Good seats become available whenever people change/cancel—especially in the days leading up until departure when elite passengers get upgraded and their prime coach seats become available. Keep checking online; you can also use Expertflyer.comto set seat alerts. They’ll instantly send you an email if your desired seat becomes available.

Always check in online at the first possible time: that's when many airlines start releasing more seats for assignment. Politely ask at check-in, and if that doesn’t work, the gate agents have final say with assignments. Often the bulkheads are blocked off for passengers with disabilities or children (the bassinets attach to the bulkheads), so if no one needs those seats, you can ask politely. Some bulkheads offer a ton of extra leg room and you don’t have to deal with someone reclining into your space.

You can also try to snag a better seat onboard, but I’d always recommend clearing it with the flight attendant first. You’ll want to wait until boarding is completed before making a move. If you go into a higher class of service (like an empty premium economy seat), sometimes the airlines will make you pay on the spot for the better seat, so I don’t recommend upgrading yourself!

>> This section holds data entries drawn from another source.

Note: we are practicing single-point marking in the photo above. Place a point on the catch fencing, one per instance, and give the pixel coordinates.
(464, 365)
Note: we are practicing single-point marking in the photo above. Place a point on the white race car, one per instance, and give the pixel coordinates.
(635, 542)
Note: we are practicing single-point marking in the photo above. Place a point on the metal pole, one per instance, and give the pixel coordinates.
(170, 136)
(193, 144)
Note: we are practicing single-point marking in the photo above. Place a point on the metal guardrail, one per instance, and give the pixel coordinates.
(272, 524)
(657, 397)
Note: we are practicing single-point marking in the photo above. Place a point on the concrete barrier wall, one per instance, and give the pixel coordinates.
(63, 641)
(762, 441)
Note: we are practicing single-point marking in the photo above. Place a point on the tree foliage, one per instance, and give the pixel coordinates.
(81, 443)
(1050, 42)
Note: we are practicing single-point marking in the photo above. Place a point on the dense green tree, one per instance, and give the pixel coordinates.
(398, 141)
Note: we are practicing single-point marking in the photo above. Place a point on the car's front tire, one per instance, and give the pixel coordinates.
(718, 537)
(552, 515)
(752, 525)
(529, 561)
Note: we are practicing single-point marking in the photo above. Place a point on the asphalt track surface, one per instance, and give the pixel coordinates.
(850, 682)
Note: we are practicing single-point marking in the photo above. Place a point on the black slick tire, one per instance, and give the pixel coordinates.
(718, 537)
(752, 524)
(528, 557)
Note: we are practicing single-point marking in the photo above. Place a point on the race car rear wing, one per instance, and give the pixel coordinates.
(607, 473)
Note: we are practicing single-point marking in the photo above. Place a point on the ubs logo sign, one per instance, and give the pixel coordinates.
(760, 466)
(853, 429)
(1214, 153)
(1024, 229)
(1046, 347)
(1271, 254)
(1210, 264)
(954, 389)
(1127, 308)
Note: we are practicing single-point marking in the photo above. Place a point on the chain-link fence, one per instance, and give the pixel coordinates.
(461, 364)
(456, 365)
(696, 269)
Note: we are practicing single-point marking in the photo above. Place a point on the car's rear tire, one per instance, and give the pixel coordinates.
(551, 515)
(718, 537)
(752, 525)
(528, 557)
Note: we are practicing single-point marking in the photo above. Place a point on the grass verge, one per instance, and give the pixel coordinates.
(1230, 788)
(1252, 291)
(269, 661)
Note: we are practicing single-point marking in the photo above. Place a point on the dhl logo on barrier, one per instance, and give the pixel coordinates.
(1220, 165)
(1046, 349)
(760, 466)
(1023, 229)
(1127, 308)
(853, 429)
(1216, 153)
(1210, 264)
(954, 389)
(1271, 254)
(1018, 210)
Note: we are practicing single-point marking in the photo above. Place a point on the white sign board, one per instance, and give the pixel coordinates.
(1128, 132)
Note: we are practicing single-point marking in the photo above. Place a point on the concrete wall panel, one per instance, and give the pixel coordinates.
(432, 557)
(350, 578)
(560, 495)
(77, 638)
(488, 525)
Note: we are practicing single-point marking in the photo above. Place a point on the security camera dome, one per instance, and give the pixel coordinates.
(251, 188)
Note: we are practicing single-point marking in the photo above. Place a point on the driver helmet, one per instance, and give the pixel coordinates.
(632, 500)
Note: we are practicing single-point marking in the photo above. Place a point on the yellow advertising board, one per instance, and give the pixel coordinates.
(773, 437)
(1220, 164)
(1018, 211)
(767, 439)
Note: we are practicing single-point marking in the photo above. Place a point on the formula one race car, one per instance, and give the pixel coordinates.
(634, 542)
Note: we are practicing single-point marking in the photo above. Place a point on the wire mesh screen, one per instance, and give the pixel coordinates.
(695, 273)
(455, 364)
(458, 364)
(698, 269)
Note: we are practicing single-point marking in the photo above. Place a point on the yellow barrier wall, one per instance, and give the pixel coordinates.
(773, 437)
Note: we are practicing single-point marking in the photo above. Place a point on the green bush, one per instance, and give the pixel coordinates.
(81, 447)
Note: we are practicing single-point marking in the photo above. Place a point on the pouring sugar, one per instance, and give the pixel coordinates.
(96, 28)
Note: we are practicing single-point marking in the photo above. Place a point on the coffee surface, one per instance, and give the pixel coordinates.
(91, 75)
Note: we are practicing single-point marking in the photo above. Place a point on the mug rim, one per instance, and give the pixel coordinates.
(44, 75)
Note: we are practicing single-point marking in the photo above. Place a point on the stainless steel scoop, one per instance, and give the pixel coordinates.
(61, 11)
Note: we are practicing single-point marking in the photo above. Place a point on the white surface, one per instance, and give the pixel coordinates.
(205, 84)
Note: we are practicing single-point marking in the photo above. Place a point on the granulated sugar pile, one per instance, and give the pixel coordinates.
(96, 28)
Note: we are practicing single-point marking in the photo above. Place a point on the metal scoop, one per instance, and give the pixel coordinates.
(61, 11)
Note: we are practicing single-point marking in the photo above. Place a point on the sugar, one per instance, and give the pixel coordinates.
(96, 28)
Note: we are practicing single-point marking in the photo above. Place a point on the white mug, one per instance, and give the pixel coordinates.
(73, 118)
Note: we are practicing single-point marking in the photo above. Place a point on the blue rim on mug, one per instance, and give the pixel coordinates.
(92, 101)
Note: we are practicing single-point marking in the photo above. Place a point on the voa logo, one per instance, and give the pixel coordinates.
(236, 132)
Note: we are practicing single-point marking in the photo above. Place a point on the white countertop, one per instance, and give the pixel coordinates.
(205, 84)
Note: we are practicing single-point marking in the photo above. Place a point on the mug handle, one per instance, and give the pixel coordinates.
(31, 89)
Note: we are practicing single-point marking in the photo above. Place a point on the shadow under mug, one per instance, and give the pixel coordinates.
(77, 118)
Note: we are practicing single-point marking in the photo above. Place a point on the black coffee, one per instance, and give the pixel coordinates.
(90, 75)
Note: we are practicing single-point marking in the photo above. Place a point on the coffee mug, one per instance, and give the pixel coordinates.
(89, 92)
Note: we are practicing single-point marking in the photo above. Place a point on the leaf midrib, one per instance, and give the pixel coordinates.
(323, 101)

How do you keep track of all your points and miles? Do you use an online mileage manager? #TL_Chat

I use, but it isn’t perfect. Recently, the airlines have made it more difficult to use mileage trackers. Tripit Pro is another useful tool to help track miles and points. But at the end of the day, an old fashioned spreadsheet may be the best way to see an accurate full picture of your balances.

Do you think it's worth it to pay an annual fee for a card that has travel rewards? #TL_Chat

Absolutely. Premium credit cards, especially airline and hotel co-branded cards, can save you a ton of money and improve your travel experience. If you check bags, the free baggage benefit on many airline credit cards can easily cover the annual fee, plus you usually get perks like priority boarding. Super premium cards like the American Express Platinum card may be worth the $450 annual fee. You get Delta lounge access (which costs more than $500) plus a ton of other benefits like free Global Entry ($100) and $200 in airline rebates per year. Most cards with no annual fees only give 1-2% back on your spend and offer few perks, so if you want to enhance your travel and rack up points at a greater ratio, getting a premium card may make a lot of sense.